Swiss doctors ask people to sign 'do not resuscitate' orders

November 23, 2020

Doctors ask people vulnerable to covid to sign ‘do not resuscitate’ orders to ease pressure on Swiss intensive care units

  • Doctors in Switzerland have called for people to sign ‘do not resuscitate’ orders
  • Those affected include people over 60 and those with heart disease, diabetes 
  •  Coronavirus infections rose by 9,751 since Friday, data on Monday showed 

Doctors in Switzerland have called for people who are vulnerable to coronavirus complications to sign ‘do not resuscitate orders’. 

The move is part of efforts to ease pressure on Swiss intensive care units.

The measure includes people who are over 60 and those with heart disease or diabetes. 

Such groups are being asked to sign end-of-life ‘do not resuscitate’ directions to ease pressure on intensive care units. 

An organisation for the elderly called Pro Senectute Schweiz said that the doctors’ appeal was excessive.  

Doctors in Switzerland have called for people who are vulnerable to coronavirus complications to sign ‘do not resuscitate orders’. Above, pedestrians, wearing protective face masks, walking in the street during a semi-lockdown in Geneva

Coronavirus infections rose by 9,751 since Friday, data from Swiss health authorities showed on Monday.

The total number of confirmed cases in Switzerland and neighbouring principality Liechtenstein increased to 300,352. 

The death toll rose by 213 to 3,788, while 410 new hospitalisations kept pressure on the health care system.

One of the country’s leading medical associations has warned that intensive care units are almost at full capacity, 

The Swiss Society for Intensive Care Medicine has warned the system is dangerously saturated. 

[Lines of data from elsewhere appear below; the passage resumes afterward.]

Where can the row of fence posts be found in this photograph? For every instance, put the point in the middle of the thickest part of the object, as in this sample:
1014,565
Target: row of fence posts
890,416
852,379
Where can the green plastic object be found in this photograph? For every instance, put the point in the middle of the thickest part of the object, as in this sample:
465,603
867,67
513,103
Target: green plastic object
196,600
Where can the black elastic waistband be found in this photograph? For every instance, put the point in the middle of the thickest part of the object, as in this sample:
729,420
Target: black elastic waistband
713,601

Speaking to Euronews, the society’s former President, Professor Thierry Fumeaux said: ‘What we call certified beds – visited by certificate commissioners – are all full, but of course we have some in reserve because all hospitals have been able to increase capacity by asking more people from their teams not normally in ICU to work there, but nevertheless the situation is critical.’ 

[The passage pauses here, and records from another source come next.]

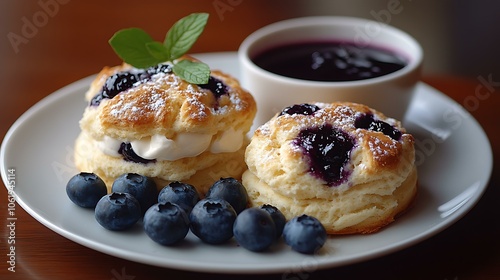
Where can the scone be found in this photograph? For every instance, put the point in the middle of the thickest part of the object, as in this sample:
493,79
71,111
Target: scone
343,163
151,122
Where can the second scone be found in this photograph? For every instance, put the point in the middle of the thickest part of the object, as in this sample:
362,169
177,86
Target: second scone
346,164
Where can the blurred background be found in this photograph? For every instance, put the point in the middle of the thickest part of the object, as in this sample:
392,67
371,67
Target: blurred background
47,44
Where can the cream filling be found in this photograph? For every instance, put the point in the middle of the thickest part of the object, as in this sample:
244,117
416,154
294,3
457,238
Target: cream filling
183,145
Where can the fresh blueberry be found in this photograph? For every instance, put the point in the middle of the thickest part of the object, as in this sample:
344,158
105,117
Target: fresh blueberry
85,189
117,211
153,70
367,121
141,187
230,190
129,155
185,195
278,218
254,229
212,220
166,223
305,234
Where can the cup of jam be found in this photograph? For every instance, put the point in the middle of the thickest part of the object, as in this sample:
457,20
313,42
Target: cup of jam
328,59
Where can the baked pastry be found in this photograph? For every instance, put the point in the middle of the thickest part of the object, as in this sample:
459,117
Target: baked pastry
344,163
151,122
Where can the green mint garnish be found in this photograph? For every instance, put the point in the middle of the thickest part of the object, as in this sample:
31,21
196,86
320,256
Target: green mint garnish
135,47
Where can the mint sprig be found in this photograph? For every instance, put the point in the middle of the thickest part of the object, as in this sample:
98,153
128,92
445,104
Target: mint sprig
135,47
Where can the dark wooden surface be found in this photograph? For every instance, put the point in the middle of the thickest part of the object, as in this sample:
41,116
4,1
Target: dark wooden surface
69,42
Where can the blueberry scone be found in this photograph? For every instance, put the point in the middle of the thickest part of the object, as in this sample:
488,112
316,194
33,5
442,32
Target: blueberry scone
151,122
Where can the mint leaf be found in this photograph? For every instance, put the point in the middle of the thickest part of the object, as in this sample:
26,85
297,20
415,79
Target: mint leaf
184,33
192,72
157,50
130,46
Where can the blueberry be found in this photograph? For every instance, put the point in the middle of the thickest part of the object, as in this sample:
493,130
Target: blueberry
141,187
301,109
85,189
230,190
277,216
114,85
117,211
304,234
166,223
153,70
212,220
216,86
254,229
129,155
185,195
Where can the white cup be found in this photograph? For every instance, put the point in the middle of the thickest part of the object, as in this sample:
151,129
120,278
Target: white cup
391,94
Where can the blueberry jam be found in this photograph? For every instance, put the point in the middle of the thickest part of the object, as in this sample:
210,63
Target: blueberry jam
216,86
129,155
122,81
301,109
367,121
327,150
329,61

The total number of confirmed cases in Switzerland and neighbouring principality Liechtenstein increased to 300,352. Above, people wear masks as they walk the streets during lockdown in Geneva 

Switzerland’s modest coronavirus restrictions have allowed for near-normal operations at Alpine resorts. 

France, Italy, Austria and Germany have all ordered even the high-altitude lifts that could be running this early in the winter to remain closed for now in the hope that all resorts can benefit at peak-season, if and when the infection rate slows.

Switzerland, despite being a second-wave coronavirus hotspot with 5,000 infections a day and mounting deaths, is hoping that a middle way of social distancing, limits on gatherings and mask-wearing on lifts can prop up pillars of the economy such as tourism without fuelling the pandemic.